US Wealth Managers Turning To Outsourcing - Celent Study

Stephen Little Reporter 22 April 2013


US wealth management firms are increasingly outsourcing significant operations to cope with rising costs and increased client demands that have arisen since the financial crisis of 2008, according to a study by Celent, the financial research and consulting firm.

The report, called Wealth Management Outsourcing: Vendor Landscape, said that many firms are outsourcing to focus on their core business and that wealth managers are increasingly using technology as a way of achieving this. While a relatively recent development, outsourcing has gained faster momentum over the past four to five years, Celent said.
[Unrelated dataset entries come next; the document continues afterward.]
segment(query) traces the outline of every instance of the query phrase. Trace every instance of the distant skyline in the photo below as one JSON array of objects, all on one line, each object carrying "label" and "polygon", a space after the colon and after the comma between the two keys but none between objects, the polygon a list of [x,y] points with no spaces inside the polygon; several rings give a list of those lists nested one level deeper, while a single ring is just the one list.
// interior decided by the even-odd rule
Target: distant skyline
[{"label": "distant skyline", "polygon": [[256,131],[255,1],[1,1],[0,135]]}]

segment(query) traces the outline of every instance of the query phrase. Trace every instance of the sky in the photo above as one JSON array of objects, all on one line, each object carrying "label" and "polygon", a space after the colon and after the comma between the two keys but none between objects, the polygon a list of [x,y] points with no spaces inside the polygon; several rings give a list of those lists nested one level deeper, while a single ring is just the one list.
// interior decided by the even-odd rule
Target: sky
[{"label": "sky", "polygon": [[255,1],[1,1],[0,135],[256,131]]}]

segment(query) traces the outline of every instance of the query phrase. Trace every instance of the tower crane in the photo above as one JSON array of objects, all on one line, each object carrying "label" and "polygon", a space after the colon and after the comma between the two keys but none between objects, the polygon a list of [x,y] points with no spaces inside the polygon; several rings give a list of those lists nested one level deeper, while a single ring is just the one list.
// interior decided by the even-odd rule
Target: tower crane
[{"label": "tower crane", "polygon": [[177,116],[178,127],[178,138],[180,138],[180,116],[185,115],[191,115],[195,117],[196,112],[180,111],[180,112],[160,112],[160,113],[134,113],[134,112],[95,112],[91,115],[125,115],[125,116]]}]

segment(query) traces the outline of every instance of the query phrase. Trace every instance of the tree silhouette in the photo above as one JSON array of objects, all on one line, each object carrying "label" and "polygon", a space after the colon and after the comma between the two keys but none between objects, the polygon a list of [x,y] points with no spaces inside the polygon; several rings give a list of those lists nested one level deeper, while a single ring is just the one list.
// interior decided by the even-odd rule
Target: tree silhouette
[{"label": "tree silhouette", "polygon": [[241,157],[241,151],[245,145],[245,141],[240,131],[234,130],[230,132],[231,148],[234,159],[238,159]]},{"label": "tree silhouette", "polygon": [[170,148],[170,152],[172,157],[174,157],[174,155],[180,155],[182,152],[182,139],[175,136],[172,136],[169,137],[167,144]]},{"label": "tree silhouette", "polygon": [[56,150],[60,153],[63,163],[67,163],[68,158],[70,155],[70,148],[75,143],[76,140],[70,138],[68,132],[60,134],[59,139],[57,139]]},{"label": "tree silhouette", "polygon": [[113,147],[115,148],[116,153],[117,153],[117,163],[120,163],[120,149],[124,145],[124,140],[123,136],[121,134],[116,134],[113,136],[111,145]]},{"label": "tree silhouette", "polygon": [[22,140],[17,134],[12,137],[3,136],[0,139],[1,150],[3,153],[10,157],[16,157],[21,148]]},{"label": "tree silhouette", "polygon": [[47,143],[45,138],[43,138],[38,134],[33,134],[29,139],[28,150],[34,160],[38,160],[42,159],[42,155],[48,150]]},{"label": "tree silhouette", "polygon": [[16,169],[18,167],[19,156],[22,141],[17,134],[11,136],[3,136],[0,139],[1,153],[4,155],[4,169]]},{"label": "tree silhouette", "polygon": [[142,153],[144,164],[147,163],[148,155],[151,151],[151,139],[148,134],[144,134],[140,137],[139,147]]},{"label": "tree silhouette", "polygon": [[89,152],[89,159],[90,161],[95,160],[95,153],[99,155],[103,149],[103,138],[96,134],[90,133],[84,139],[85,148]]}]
Cost-cutting was the primary driver behind the adoption of outsourcing, and could save from 20 to 30 per cent of costs over a three to five year period, the report said. Outsourcing also offers scalability and is more relevant now as firms are either cutting down or closing operations in certain markets, while looking to expand in others, it said.

The report found that mid- and back-office functions are more likely to be outsourced than front-office operations.

Outsourcing in the areas of global custody, securities lending, client servicing, and accounting and settlement of trades is relatively widespread. While some firms are slowly outsourcing their client onboarding or financial planning functions, outsourcing in the areas of product development, marketing, and fraud management is still limited.

“Most vendors’ offerings are broadly similar. All of them have developed strong expertise in mid- to back-office functionalities, while support for the front-office is relatively less developed,” said Arin Ray, an analyst with Celent's securities and investments division.

“This is due to the fact that wealth managers are still reluctant to outsource front-office functionalities. However, things are changing as firms look to outsource more front-office functions. As the market evolves and vendors build on their expertise over the next 18 to 24 months, the differences in vendor offerings will become clearer,” he added.